Albert Einstein letter with E=mc2 equation in his own hand sells for $1.2m
A handwritten letter by Albert Einstein that contains his famous E=mc2 equation has sold at auction for more than $1.2m, about three times more than it was expected to get, a Boston-based auction house said on Friday. Formula was in a 1946 letter to physicist Ludwik Silberstein, one of only three known examples of world-changing equation
Archivists at the Einstein Papers Project at the California Institute of Technology and the Hebrew University of Jerusalem say there are only three other known examples of Einstein writing the world-changing equation in his own hand.
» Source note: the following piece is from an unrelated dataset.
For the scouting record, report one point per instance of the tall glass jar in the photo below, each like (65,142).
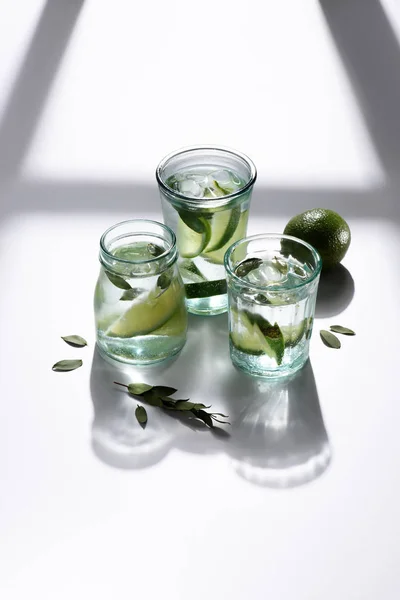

RR Auction, which sold the most recent letter, says this fourth example is the only one in a private collection and only became public recently. The auction house had expected it to sell for about $400,000.
“It’s an important letter from both a holographic and a physics point of view,” Bobby Livingston, the executive vice-president at RR Auction said, calling the equation the most famous in the world.
The equation – energy equals mass times the speed of light squared – changed physics by demonstrating that time was not absolute and that mass and energy were equivalent.
The one-page handwritten letter in German to the Polish American physicist Ludwik Silberstein is dated 26 October 1946.
Silberstein was a well-known critic and challenger to some of Einstein’s theories. “Your question can be answered from the E=mc2 formula, without any erudition,” Einstein wrote in the letter written on Princeton University letterhead, according to a translation provided by RR Auction.
The letter was part of Silberstein’s personal archives, which were sold by his descendants.
The buyer was identified by RR only as an anonymous document collector.
The rarity of the letter set off a bidding war, Livingston said. Five parties were bidding aggressively at first, but once the price reached about $700,000, it became a two-party contest, he said.
The auction began on 13 May and concluded on Thursday.